Nach seiner Gründung mietete der Verein zunächst ein total heruntergekommenes Haus am Bahnhof an und renovierte es gründlich. Doch 2004 mussten Verein und Wohnungslose umziehen, denn ihre alte Bleibe fiel der Neugestaltung des Bahnhofsbereiches zum Opfer. Damit man nicht noch einmal umziehen muss, kaufte der Verein mit Unterstützung der Kirchen und der Stadt das Haus, An der Nordbahn 1. Rund 500.000 Euro haben Kauf und Instandsetzung verschlungen – längst ist noch nicht alles bezahlt.
Aber die Männer haben nun ein zu Hause. Gute Seele des Hauses ist Anni Lünenborg. Sie kocht, sie redet, sie leitet an und sie passt auf. „Unsere Männer hier leben nur für den Augenblick. Wenn sie eine Aufgabe bekommen, muss man dahinter stehen, dass sie sie auch erledigen“, weiß sie, wovon sie spricht. Die Bewohner des Hauses müssen sich selbst versorgen, so gut es geht. Sie müssen ihre Kleidung und Bettwäsche selber waschen, doch Anni Lünenborg zeigt ihnen immer wieder wie das geht. Dienstags ist Putztag. Da müssen die Männer ihre Zimmer und Bäder sowie die Flure reinigen. Nachmittags geht eine Kontrolle durch das Haus.

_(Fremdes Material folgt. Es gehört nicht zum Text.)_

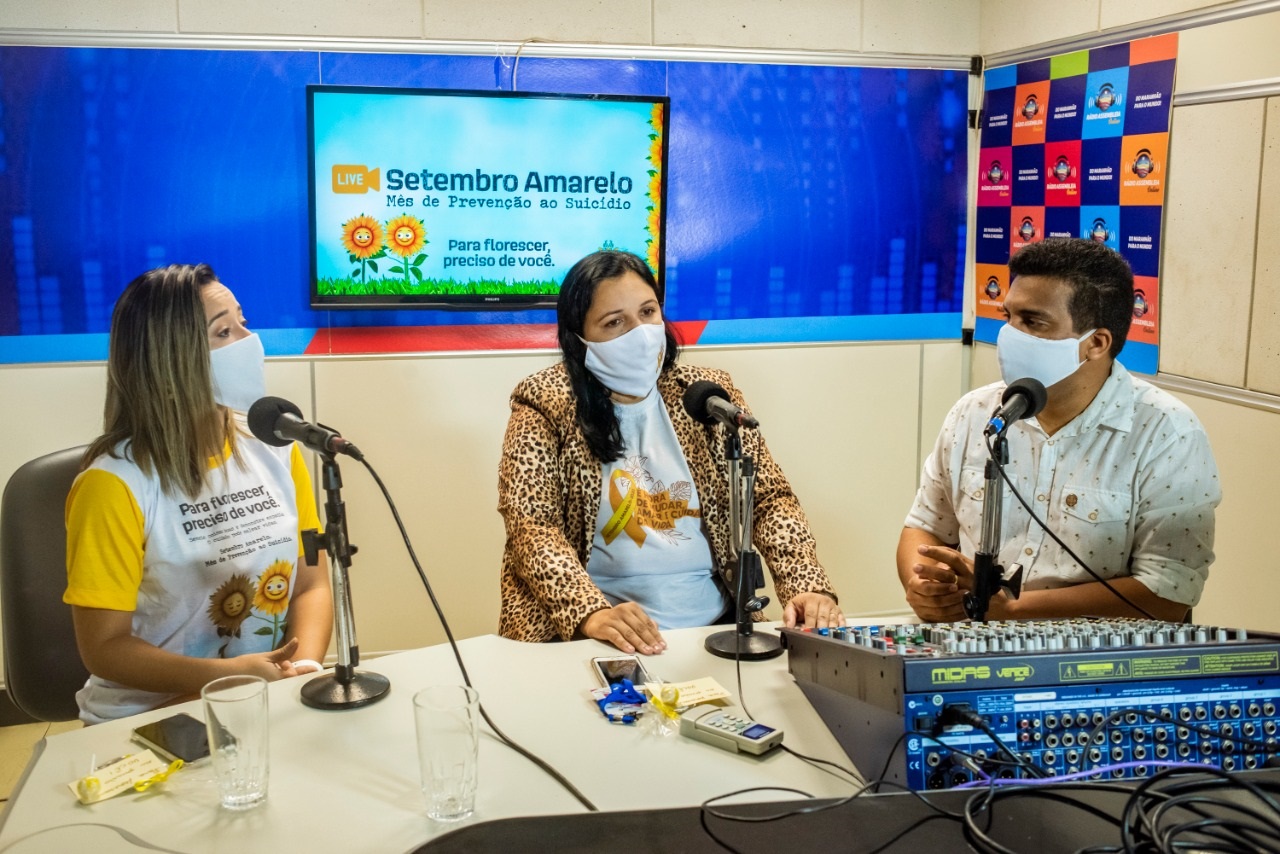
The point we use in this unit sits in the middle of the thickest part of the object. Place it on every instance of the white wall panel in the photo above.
(627, 23)
(1235, 51)
(920, 26)
(1264, 366)
(1118, 13)
(940, 388)
(123, 16)
(1009, 24)
(433, 429)
(1210, 224)
(1242, 583)
(387, 18)
(817, 24)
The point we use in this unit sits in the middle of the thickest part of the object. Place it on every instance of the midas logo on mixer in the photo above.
(1016, 672)
(960, 675)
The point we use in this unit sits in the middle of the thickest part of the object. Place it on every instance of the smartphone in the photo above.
(179, 736)
(613, 668)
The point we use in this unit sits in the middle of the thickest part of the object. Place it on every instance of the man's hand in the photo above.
(937, 584)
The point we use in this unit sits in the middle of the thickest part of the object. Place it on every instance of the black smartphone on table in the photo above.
(179, 736)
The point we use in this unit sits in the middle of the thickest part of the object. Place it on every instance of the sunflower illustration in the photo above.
(362, 236)
(229, 604)
(273, 589)
(406, 234)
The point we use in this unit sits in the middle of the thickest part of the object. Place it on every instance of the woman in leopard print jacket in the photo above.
(581, 505)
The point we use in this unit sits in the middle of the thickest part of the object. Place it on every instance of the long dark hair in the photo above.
(159, 393)
(595, 416)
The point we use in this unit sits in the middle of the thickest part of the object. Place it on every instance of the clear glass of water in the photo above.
(447, 722)
(236, 715)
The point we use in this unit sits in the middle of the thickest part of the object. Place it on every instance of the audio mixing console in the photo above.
(1109, 698)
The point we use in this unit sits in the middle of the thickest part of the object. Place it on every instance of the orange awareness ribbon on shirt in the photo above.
(624, 517)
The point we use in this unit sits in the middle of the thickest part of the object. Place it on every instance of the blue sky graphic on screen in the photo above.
(469, 199)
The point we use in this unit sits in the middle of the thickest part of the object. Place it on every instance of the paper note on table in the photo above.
(110, 780)
(691, 693)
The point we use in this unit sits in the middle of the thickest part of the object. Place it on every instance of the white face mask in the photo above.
(1043, 359)
(238, 371)
(629, 364)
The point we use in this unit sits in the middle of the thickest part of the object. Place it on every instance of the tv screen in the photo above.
(476, 200)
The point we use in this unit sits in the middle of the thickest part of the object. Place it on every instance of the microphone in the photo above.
(708, 402)
(275, 420)
(1024, 398)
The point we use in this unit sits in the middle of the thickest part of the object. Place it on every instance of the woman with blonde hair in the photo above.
(183, 551)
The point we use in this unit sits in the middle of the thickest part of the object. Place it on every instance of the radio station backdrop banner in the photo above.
(804, 202)
(1077, 146)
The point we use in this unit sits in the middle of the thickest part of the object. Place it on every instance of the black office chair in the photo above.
(42, 668)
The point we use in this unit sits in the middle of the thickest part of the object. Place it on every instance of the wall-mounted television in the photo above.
(447, 199)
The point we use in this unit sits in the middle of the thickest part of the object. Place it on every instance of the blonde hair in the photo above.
(159, 393)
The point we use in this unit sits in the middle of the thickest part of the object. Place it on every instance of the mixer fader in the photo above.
(1102, 698)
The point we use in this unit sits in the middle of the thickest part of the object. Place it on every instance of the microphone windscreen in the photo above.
(264, 415)
(1032, 389)
(696, 397)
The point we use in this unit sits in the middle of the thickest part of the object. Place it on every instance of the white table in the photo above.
(348, 781)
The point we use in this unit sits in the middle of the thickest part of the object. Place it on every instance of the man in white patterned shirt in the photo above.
(1119, 469)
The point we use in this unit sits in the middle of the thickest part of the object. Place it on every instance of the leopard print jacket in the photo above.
(549, 493)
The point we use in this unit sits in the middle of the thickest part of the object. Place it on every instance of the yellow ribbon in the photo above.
(624, 517)
(146, 782)
(666, 699)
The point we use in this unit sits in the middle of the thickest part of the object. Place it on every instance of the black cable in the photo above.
(986, 800)
(814, 761)
(960, 713)
(876, 784)
(1147, 827)
(466, 677)
(1075, 557)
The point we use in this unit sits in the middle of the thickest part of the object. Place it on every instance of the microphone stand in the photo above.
(746, 576)
(344, 688)
(988, 576)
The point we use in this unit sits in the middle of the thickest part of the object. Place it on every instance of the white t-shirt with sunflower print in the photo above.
(209, 576)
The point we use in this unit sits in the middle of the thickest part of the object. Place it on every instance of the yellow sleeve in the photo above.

Doch es wird nicht nur kontrolliert. Es wird vor allem viel geredet und zugehört. Gerade die Jugendlichen, die zunehmend beim Verein Unterschlupf finden, schämen sich für ihre Unterkunft. Dann setzt sich Anni Lünenborg mit ihnen an den Tisch in der Küche und spricht darüber und macht Mut.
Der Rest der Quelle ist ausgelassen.